Dr. Campa’s explanation takes up aspects of traditional Chinese medicine that relate fear to the kidney and anger to the liver. She refers to a thought of José Martí’s, where he warns that only the weak get angry, and proceeds to reflect on the relationship between anger and fear.

Just feeling that you can’t control something can provoke anger, she notes.

On stressing the importance of a balanced diet, she warns about the impact on emotions of an unbalanced diet. This was something that even Hippocrates put forward, when he declared that we are only what we think and what we eat.

Expanding on that topic, she places special emphasis on how globalization brings with it an abandonment of food culture, and how that is linked to various conditions of ill health, among them obesity.

She criticizes the so-called junk food that the transnational corporations sell to the food industry.

In their selfishness to accumulate wealth, they have committed the terrible crime of refining foods, she says, eliminating what is most important for nutrition and leaving what is the least important for consumption. As an example, she cites refined flour, which lasts longer than whole-grain flour, which is more quickly attacked by bacteria and fungi. It is precisely the best nutrients that are attacked by microorganisms, which know where to go for food. The same thing happens with processed rice, which is less nutritious than rice that has not been polished. It is a cereal that contains minerals, vitamins, amino acids and other beneficial elements lost in the process of polishing rice for marketing.
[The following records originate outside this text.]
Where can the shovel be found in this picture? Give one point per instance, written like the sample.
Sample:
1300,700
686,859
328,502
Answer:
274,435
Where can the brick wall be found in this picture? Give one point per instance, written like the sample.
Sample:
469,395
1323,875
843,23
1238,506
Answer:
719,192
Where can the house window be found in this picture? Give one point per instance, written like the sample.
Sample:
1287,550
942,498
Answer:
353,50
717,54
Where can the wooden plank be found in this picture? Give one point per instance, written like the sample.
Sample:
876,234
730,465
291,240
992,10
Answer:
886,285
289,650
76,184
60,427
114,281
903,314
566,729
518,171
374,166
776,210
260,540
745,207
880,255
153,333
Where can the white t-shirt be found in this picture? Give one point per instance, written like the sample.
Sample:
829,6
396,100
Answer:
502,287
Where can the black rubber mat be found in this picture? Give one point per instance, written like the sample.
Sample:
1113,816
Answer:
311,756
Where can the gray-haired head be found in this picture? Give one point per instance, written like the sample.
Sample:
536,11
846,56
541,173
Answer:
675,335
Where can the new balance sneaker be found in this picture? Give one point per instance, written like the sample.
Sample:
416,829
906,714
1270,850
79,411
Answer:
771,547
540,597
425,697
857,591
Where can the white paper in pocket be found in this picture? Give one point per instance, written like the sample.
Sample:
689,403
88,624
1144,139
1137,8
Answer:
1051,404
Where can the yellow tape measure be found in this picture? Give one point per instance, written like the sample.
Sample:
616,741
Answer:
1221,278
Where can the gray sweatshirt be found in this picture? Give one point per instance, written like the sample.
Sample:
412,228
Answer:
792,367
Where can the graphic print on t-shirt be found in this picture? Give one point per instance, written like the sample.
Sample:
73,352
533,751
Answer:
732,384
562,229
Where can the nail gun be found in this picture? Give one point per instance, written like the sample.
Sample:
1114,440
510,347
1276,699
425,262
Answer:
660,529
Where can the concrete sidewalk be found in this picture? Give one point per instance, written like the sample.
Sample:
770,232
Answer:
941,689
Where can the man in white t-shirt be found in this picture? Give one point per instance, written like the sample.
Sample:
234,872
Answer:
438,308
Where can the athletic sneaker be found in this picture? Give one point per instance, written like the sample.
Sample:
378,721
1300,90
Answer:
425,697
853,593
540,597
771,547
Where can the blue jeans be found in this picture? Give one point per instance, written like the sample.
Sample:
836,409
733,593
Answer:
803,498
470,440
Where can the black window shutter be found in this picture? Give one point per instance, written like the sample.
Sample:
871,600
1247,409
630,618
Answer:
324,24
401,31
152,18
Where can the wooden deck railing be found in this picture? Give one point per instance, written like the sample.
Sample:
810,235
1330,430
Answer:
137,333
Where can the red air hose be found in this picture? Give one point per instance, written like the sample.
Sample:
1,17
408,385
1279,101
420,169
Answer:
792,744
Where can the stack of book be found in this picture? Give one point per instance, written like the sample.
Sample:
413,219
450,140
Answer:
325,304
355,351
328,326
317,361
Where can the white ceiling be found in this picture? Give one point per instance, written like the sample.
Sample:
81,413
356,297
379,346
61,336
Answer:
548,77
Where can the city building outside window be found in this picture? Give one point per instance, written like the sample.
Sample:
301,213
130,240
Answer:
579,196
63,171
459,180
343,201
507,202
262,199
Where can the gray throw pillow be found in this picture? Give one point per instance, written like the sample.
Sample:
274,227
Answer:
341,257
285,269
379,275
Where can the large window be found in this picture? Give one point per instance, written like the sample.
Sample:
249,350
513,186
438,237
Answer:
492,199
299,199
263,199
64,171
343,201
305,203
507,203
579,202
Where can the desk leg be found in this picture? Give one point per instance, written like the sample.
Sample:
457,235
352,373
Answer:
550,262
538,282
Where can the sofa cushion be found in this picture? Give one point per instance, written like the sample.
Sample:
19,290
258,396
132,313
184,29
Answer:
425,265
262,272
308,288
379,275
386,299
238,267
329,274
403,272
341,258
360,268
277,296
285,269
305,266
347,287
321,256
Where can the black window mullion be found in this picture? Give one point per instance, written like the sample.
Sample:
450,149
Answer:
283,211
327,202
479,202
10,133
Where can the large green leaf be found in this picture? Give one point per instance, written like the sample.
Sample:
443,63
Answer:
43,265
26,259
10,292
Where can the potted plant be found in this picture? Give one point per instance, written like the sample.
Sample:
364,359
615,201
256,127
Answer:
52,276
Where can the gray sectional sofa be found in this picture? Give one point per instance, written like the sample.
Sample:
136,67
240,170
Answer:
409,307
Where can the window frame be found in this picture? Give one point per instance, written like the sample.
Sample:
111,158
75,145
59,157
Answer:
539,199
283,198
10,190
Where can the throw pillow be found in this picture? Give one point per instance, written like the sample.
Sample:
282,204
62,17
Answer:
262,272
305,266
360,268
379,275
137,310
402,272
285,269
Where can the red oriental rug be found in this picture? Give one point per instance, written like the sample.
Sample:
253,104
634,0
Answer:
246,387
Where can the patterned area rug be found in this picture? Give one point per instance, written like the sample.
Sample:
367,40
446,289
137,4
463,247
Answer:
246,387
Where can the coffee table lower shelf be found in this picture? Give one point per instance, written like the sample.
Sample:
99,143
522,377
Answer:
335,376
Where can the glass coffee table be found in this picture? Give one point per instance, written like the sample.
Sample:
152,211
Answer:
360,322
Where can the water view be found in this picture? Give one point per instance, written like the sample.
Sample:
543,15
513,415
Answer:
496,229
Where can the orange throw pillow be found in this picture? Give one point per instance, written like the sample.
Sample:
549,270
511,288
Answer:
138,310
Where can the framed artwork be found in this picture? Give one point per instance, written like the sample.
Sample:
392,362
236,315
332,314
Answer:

Dr. Campa reiterates that the type of longevity that we wish for is inconceivable without a constant, incessant search for balance in each individual that will lead to similar balance within the family, society, countries and then in nature.

Because to speak of longevity with quality of life, one must take a comprehensive, multifaceted view of all the elements that compose that balance in human beings, she concludes.